適当に歩くとアトラクションが密集するところに出た。確かこの辺りにカラフルな小屋が。
「……あった。愛抱夢、あそこ行こう」
返事が来ないが手は離されないので別にいい。
幸い小屋に先客は居なかった。彼を座らせ自分も隣に腰かける。雨がやむまではこうしていよう。
古そうな屋根の下、広がる景色にはいくつか自分達が乗った物も見える。袖を引くと愛抱夢は目を伏せたまま視線だけこちらに向けた。
「……何かな」
「見て」
アトラクションを見ても彼の表情は沈むばかりだ。あんなに「あれに乗ろう」「次はこれがいい」と自分を引きずっていったというのに。
「ほらあれ、コーヒーカップ」
「……乗ったね。他の客が具合を悪くして止まったけど」
そうだった。
「……ええと、メリーゴーランド……」
「……覚えてる、チョキで負けた」
俺もそこがいいと子供に泣きつかれていた。勝負で決めたとは聞いていたけどじゃんけんだったのか。
「……か、観覧車……」
「まさか頂上で閉じ込められるとは思わなかったよ、それも数十分」
「……長かったね……」
無事に地上に降りられて本当によかった。
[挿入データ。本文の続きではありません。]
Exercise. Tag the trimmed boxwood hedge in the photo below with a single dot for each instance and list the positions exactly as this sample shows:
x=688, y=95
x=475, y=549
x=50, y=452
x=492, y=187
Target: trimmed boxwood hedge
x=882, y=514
初めは多少ウキウキと「二人きりだね」とか言っていた彼も最終的にほぼ喋らなくなっていた。
そこへ来て土砂降り、まあ今日は。
「ついてない、というか……」
下手な慰めはトドメになってしまったようで男が背中を更に丸めて目線を下げる。
「……やはり雨は駄目だ。鬼門だ。不吉の象徴だ」
「そんなに」
「僕の完璧な計画をぶち壊すのも恥をかかせるのもいつだってこの鬱陶しい雨共だ。はあ……」
しおれきった青からこぼれ落ちた水滴が愛抱夢の膝を濡らす。下を向いたままぽつぽつと言葉が散った。
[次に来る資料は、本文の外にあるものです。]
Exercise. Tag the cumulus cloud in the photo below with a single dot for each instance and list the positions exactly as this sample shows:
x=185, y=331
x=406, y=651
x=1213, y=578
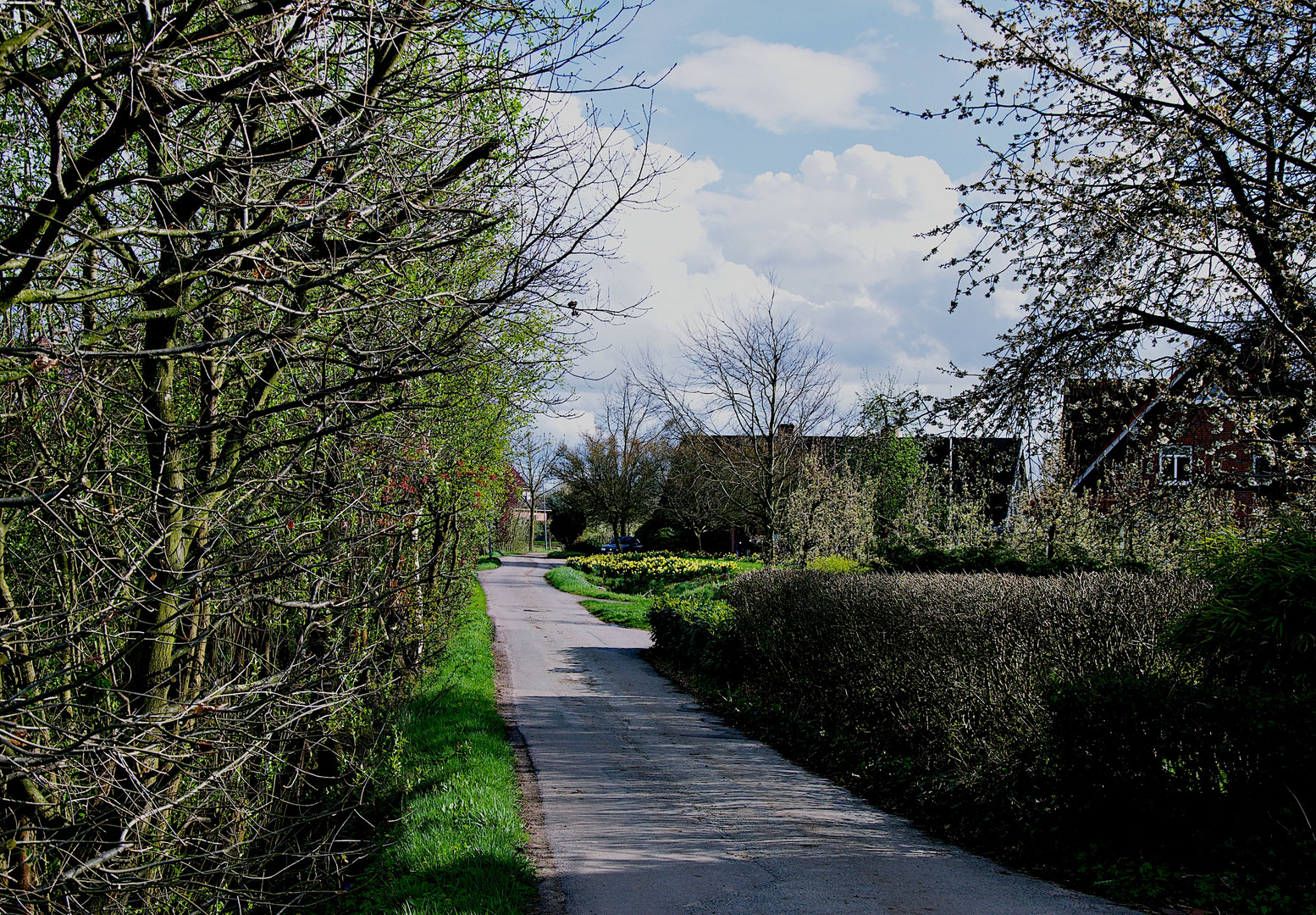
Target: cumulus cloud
x=781, y=87
x=840, y=239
「……ここのジンクスなんだけどね。よく晴れた日。コーヒーカップ、メリーゴーランド、観覧車。全部指定の通りに乗るとうまくいくんだってさ」
「知ってる」
「─―え」
バッと愛抱夢が顔をあげる。
「告白、成功するんだよね」
昨日教えてもらったんだ。言うと彼の目が更に丸くなった。
「……解っていて乗ったの?」
「うん」
「……どんな気持ちで?」
「どんなって……」
誘おうと思っていた場所に次々連れていくものだから。
「手間が省けてよかったな……」
そんなに唇を曲げられるようなこと言ってるだろうか。
「……俺起きて一番最初に天気見たよ。晴れてて嬉しかった」
愛抱夢の唇が元に戻る。濡れた髪の間、見える顔は今日初めに会ったときの彼と同じだ。
「僕もだ。……また誘うよ。晴れた日に」
「うん。俺からも誘う。それであなたに告白する」
「……それじゃあ今言うのと変わらないんじゃない?」
「……」
「ふふ……」
笑った彼の顔、輪郭がわずかに照らされる。思わず小屋の外を見れば。
「あ」
「……おや」
雨がいつの間にか止み、空の向こうに七色の――。
「いいね。ジンクスよりずっと好みだ」
髪をかきあげた愛抱夢が真っ直ぐこちらを見て言った。
「ねえランガくん。話があるんだ、聞いてくれる?」
「いいよ。聞くから俺の話も聞いてね」
きっと二人とも同じ話をしたくて今日ここへ来たんだ。